È importante tenere presente che anche la memoria, come qualunque altra funzione dell’organismo, ha bisogno di costante allenamento. È comodo, ma assolutamente deleterio, delegare al nostro smart-phone, di cui il nostro cervello sembra essere divenuto ormai una “periferica”, anche le più banali funzioni mnesiche: non siamo più abituati a memorizzare un indirizzo, un numero telefonico, o a fare a mente anche la più banale delle addizioni.

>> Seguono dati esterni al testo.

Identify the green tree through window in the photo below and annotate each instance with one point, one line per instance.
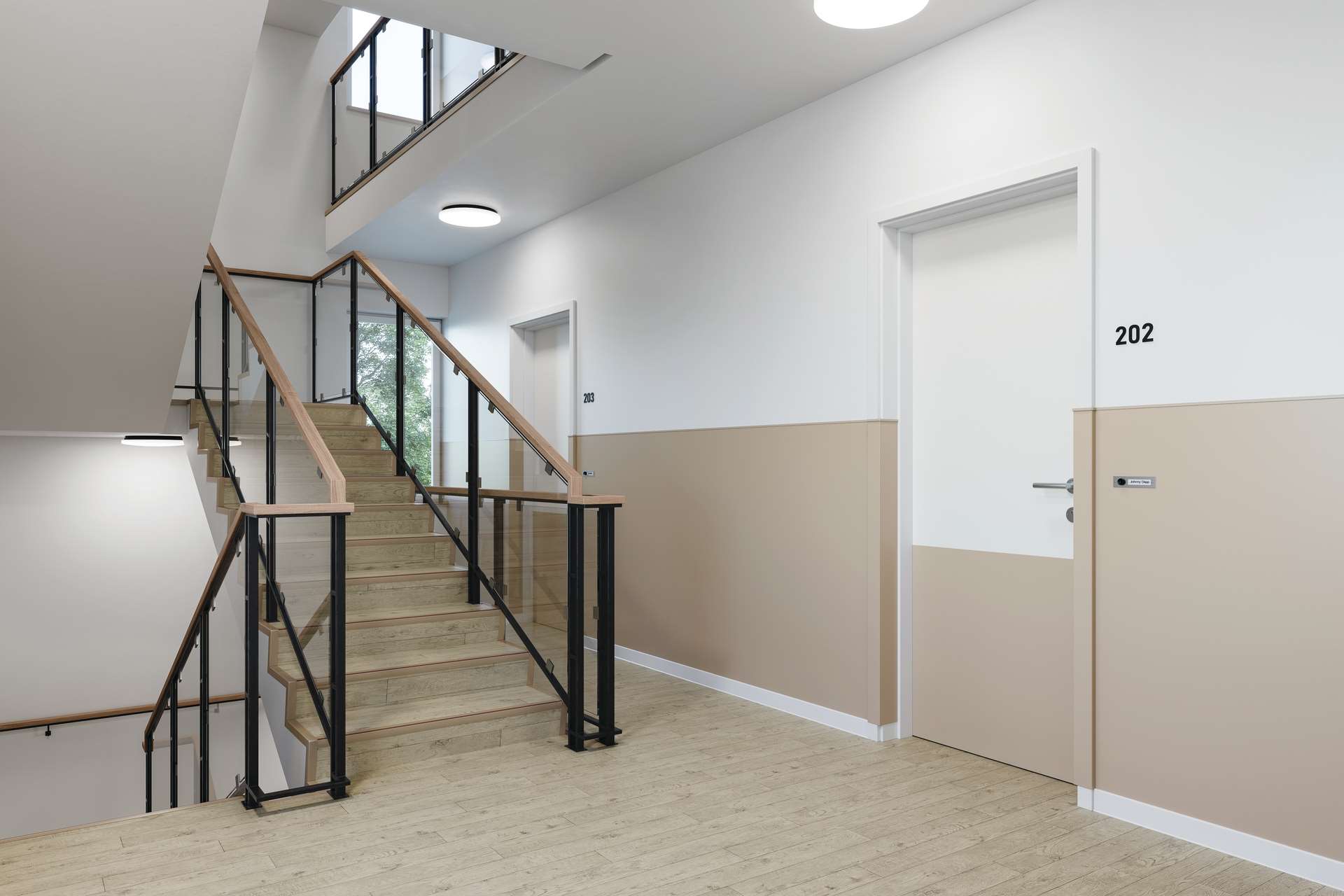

Come è noto, i neuroni non possono più aumentare una volta che siamo venuti al mondo: il loro numero potrà soltanto diminuire giorno dopo giorno, spontaneamente o a causa del sovrapporsi dei vari eventi patologici; noi possiamo invece produrre sempre nuove sinapsi, tenendo vivo ed interessato il nostro cervello, impegnandolo in attività mnemoniche, sociali, fisiche, culturali: quante più sinapsi produciamo nel corso della nostra esistenza tanto più a lungo durerà il nostro “tesoretto” di memorie, cioè di vita consapevole.

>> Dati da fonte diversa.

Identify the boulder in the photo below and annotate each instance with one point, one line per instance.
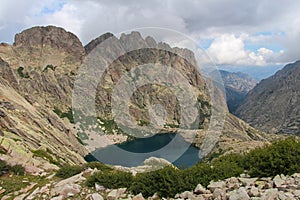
(254, 192)
(247, 181)
(239, 194)
(187, 195)
(213, 185)
(219, 194)
(278, 181)
(270, 194)
(96, 196)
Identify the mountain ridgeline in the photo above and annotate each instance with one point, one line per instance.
(274, 104)
(237, 85)
(38, 73)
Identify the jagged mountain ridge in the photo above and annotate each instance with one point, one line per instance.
(273, 105)
(237, 85)
(41, 70)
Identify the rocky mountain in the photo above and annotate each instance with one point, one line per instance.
(38, 73)
(273, 105)
(237, 85)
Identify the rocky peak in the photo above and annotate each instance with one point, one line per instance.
(51, 36)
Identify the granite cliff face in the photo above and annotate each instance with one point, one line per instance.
(237, 85)
(273, 105)
(37, 76)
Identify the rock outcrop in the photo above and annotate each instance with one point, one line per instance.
(237, 85)
(273, 105)
(38, 73)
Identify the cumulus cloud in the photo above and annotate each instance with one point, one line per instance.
(232, 26)
(230, 50)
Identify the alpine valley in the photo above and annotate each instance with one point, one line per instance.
(38, 132)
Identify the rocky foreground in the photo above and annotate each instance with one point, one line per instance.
(280, 187)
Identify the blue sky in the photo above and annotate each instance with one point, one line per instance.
(234, 33)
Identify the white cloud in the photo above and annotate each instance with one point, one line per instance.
(230, 50)
(232, 25)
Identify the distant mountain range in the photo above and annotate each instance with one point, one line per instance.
(37, 76)
(274, 104)
(257, 72)
(237, 85)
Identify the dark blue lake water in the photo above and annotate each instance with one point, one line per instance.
(170, 146)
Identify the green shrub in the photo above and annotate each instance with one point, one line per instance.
(165, 182)
(98, 165)
(18, 170)
(281, 157)
(21, 73)
(111, 179)
(69, 170)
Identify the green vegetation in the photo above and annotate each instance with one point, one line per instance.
(71, 170)
(22, 74)
(4, 167)
(111, 179)
(47, 155)
(18, 170)
(50, 67)
(67, 114)
(68, 171)
(281, 157)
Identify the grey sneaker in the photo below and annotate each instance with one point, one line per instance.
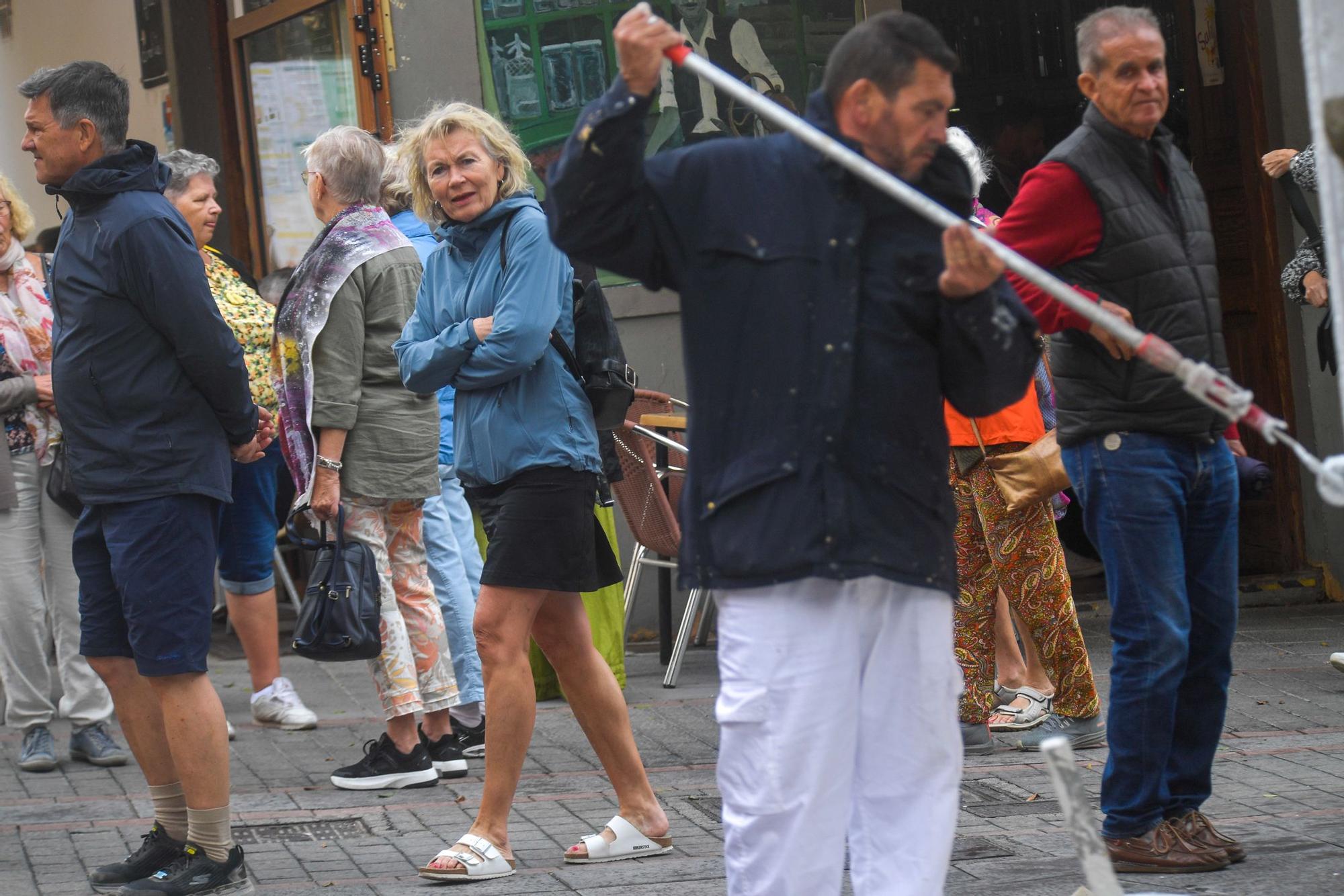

Molti di noi hanno avuto l’esperienza di assistere un familiare con demenza: la perdita dell’autonomia, il mancato riconoscimento dei figli e delle persone care, le bizzarrie del comportamento, ma sopratutto il venir meno della memoria sono fattori devastanti. Un Alzheimer è un soggetto che vive al presente: – ora mangia, ora dorme, ora sorride senza ragione -, che ha perduto la sua identità perché ha smarrito il suo passato. Non ha più continuità con la propria esistenza.

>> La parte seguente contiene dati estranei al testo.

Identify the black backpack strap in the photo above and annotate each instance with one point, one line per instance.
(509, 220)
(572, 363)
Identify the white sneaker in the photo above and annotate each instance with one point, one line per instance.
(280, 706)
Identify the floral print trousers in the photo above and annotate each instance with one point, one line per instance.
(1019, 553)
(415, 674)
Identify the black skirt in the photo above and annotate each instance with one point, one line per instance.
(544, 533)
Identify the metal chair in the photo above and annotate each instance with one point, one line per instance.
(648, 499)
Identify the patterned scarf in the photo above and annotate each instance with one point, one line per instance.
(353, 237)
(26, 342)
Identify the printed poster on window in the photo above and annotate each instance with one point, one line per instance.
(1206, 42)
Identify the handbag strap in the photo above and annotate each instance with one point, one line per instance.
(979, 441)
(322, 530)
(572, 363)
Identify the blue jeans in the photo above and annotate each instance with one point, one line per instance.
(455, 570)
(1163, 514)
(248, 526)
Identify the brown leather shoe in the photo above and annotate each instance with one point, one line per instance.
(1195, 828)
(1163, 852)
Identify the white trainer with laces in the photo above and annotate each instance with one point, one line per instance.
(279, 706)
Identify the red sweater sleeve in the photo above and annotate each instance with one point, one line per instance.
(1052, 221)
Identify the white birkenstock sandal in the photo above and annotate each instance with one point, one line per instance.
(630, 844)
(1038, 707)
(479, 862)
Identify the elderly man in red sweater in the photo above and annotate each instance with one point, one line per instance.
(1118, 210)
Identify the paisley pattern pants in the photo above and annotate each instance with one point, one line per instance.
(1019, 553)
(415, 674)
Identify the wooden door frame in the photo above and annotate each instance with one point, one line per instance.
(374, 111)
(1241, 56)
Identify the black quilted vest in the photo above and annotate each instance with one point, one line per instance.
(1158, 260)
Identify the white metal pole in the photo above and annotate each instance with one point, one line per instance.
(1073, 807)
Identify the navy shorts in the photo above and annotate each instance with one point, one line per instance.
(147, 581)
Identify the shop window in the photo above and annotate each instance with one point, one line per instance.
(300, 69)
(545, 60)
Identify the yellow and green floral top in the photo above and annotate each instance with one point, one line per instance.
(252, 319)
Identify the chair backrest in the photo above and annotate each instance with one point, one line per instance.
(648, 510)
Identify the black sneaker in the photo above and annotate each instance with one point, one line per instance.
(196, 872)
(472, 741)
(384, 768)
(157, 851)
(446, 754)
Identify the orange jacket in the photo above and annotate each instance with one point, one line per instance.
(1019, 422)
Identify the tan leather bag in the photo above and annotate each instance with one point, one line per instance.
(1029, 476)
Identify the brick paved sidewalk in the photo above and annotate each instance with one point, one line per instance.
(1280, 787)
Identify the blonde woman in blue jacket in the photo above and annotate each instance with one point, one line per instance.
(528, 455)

La nostra Identità (coscienza del sé) si costituisce a partire dall’infanzia e dall’adolescenza, e si struttura mediante la sedimentazione di tutte le esperienze che si sovrappongono nel corso degli anni. Ricordare la propria vita trascorsa è ciò che costituisce l’Identità di ognuno di noi e che ci identifica nel rapporto col prossimo. Senza memoria di ciò che ho fatto, delle esperienze che ho avuto, delle persone che ho amato e che mi hanno amato, degli ideali in cui ho creduto, delle convinzioni che ho maturato, dei libri che ho letto, della musica che ho ascoltato, del mare che mi ha bagnato, delle emozioni che ho vissuto, insomma, sono nulla, non esisto come Persona, né per me stesso, né per gli altri. Così come, del resto, è la memoria collettiva che costituisce l’identità di una comunità e fa di un insieme di persone un Popolo, soggetto consapevole della propria storia.

Alla Memoria eterna, quella che sopravvive alla morte e sconfigge il Tempo, anelavano gli Eroi omerici quando ricercavano la gloria sui polverosi campi di battaglia. Essi sarebbero vissuti, e vivono tuttora, difatti, nel ricordo tramandato alle generazioni future. La loro Identità non è andata smarrita. E, d’altra parte, quale condanna era più tremenda ed ignominiosa, -ancor più della morte-, che la “damnatio memoriae” con la quale si cancellava non solo la vita di un avversario politico, ma sopratutto il ricordo della sua Esistenza?